なぜ若い世代のがんが増えているのか? 50歳未満、30年で8割増

Ground Picture / Shutterstock.com

◆遺伝やライフスタイルも がんになる要因はさまざま
 若い人のがんが増加しているもう一つの要因は、遺伝的素因だ。大腸がんや乳がんなどに多く、がんのかかりやすさは、家族を通じて受け継がれる場合がある。保因者(何らかの変異がある遺伝子を持っていても、病気や症状が出ない人)が長生きしより多くの子孫を残すと、原因となる遺伝子が集団に蓄積される可能性があるということだ。(ガーディアン紙)

 昨年発表されたがん研究では、若い世代で消化器がんの発生率が増加していることが強調され、おそらく行動、ライフスタイル、食事、環境などの非遺伝的要因に関連しているとみられている。親から受け継いだのではなく個体において新しく発生した変異、環境要因、ライフスタイルの変化、赤肉や加工肉を多くとる食事、運動不足が、若年層におけるがん増加の原因で、幼少期からの影響が積み重なっているとされた。(スペイン紙エル・パイス英語版)

◆生存率は高い 若い世代ならでは課題も
 米CBSのインタビューを受けた医師は、食生活の見直しなど、自分でコントロールできることをすべきだが、同時にまず検診を受けることが大切だと述べる。若い世代は進行の早いがんを発症しやすいこともあり、早期発見が命を救うとしている。
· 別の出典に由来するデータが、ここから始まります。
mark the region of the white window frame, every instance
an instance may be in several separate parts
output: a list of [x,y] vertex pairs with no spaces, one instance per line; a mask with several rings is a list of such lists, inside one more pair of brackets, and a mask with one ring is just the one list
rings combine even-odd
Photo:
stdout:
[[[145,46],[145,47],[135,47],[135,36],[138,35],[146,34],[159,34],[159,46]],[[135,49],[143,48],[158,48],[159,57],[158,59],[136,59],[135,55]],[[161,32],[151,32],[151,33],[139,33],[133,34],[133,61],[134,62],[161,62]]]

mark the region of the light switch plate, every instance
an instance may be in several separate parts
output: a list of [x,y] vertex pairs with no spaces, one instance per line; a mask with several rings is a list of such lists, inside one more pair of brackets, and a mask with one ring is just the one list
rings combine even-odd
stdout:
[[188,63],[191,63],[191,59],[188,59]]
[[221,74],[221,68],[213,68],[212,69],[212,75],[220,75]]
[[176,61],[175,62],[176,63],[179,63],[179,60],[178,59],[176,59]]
 英がん研究所CEOのミシェル・ミッチェル氏も、がんを早期に発見することは治療が成功する可能性が高くなることを意味すると述べる。英ウォーリック大学のローレンス・ヤング教授は、がんの生存率は一般的に若い患者ほど高いとし、高齢の患者より高容量の化学療法に耐えられることが、若い患者にとっての良いニュースだとしている。(ガーディアン紙)
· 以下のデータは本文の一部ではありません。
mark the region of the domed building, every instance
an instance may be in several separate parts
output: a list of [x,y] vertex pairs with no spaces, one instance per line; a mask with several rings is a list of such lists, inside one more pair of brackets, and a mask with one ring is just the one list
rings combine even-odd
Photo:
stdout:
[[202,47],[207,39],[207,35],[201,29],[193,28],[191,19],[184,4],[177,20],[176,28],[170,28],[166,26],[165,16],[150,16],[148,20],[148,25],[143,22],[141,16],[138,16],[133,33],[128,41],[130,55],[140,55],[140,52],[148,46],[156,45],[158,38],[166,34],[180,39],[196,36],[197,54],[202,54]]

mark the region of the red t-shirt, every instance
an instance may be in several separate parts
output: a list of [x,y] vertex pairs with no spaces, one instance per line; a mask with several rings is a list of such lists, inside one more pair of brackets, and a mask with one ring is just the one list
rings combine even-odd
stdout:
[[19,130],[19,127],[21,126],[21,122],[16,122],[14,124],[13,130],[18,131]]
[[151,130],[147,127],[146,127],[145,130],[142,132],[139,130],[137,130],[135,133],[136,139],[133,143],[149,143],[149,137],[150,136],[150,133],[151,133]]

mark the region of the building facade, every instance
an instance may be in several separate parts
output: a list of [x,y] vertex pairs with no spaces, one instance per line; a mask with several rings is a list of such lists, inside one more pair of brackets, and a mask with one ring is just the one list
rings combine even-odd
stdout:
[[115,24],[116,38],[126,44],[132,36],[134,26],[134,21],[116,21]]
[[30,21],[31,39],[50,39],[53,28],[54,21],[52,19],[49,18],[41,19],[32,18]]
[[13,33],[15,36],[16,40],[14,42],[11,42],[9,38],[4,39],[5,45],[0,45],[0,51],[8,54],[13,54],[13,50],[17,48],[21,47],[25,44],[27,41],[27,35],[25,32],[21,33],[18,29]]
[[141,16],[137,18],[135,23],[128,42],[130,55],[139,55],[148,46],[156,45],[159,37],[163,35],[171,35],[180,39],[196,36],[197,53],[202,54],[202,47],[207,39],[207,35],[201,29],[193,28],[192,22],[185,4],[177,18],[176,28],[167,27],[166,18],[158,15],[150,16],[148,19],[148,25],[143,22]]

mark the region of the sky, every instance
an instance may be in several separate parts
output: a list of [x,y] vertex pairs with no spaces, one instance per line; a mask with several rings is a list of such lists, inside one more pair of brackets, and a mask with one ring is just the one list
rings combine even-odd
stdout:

 もっとも、若い世代のがんは患者に大きな心理的影響を与えるとエル・パイスは指摘。幼い子供を持つ働き盛りの成人なら、がんは大きく生活を混乱させ、不安を増大させるとする。キャサリン妃も3人の子供たちのことを考え、公の場で声明を出さないことに決めたと明かしており、高齢者の場合とは違うがん罹患の問題点を指摘している。